The 30 Netroots Nation attendees POLITICO talked to say they aren’t motivated to see namey names on stage — though a few, admittedly, are self-described “fangirls” of AOC.

“Everyone is pivoting to more local because that’s how you make the biggest impact,” said Jess Moore Matthews of Backbone Digital Leaders. “I think it’s a move away from the influencer politician.”

It’s not like there are nobodies on stage: Reps. Greg Casar of Texas, Maxwell Alejandro of Florida, Summer Lee of Pennsylvania, Jesus “Chuy” García of Illinois and Pramila Jayapal of Washington are all big names from the left.

Attendees said their focus is on broader issues related to organizing voters. The convention, which has drawn more than 2,900 attendees — its second highest attendance ever — runs through Saturday.

Ruby Powell-Dennis of Tennessee was even more blunt. “Look, Black women are not looking to Bernie Sanders from Vermont or AOC from New York. This is a movement, and movements don’t need saviors,” she said after hearing Johnson speak on Thursday.

When Netroots started almost two decades ago, it was trying to build credibility, so names mattered, said Markos Moulitsas, who started the progressive Daily Kos blog and helped with the spin off the Netroots Nation conference. Now, the group is less focused on blogging and more on organizing.

Initially, “there was a lot of fear and distrust about our efforts,” Moulitsas said Friday in between radio interviews from the conference. “Some thought that we’d somehow push the party too far to the left. So getting people like [former Senate Majority Leader] Harry Reid to show up was validating to the movement and a signal to the broader party establishment that we weren’t dangerous.”

The conference had a tendency to create news. Warren, who last took the stage in 2019, wowed attendees and gave early liftoff to her presidential bid. And who can forget the controversy created in 2015 when Sanders was shuffled off the stage for his Black Lives Matter take?
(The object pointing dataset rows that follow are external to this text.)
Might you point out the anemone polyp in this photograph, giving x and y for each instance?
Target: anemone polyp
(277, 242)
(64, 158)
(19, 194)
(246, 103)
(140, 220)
In spite of buzzy origins, Netroots organizers said they are more focused on bringing attention to the issues their attendees care about.

The move away from big names “is an indication of all the different fronts we are dealing with at the same time as progressives,” Netroots Nation Executive Director Eric Thut told POLITICO, ticking off issues like gun violence and the recent Supreme Court decisions on everything from affirmative action to student loan forgiveness to abortion. “We’ve got a lot of folks and a lot of stuff to talk about and a lot of voices to amplify.”

Panel discussions examine AIvs impact on organizing, “what’s next for student debt,” “how to debunk abortion disinformation” and the challenge women candidates face in “navigating the threat of dis/misinformation.”

States’ role in government also gets some airtime. “The states are being used by the GOP to silence people they don’t agree with and stall progress on major issues. And we’re starting to see blowback, like in Tennessee,” Thut said. Tennessee state Reps. Justin Jones and Justin Pearson appear as panelists.

Just because this year’s speakers don’t have the national name recognition of an AOC, it doesn’t mean there’s any less enthusiasm for national Democrats, Moulitsas said.

It’s just a different vibe with a Democrat already in the White House and other issues rising to national attention. “When I started, everybody was obsessed with who was at the top of the ballot. The president was the only election that mattered,” Moulitsas recalled. “We could not get people to care about state-level races. And it was frustrating.”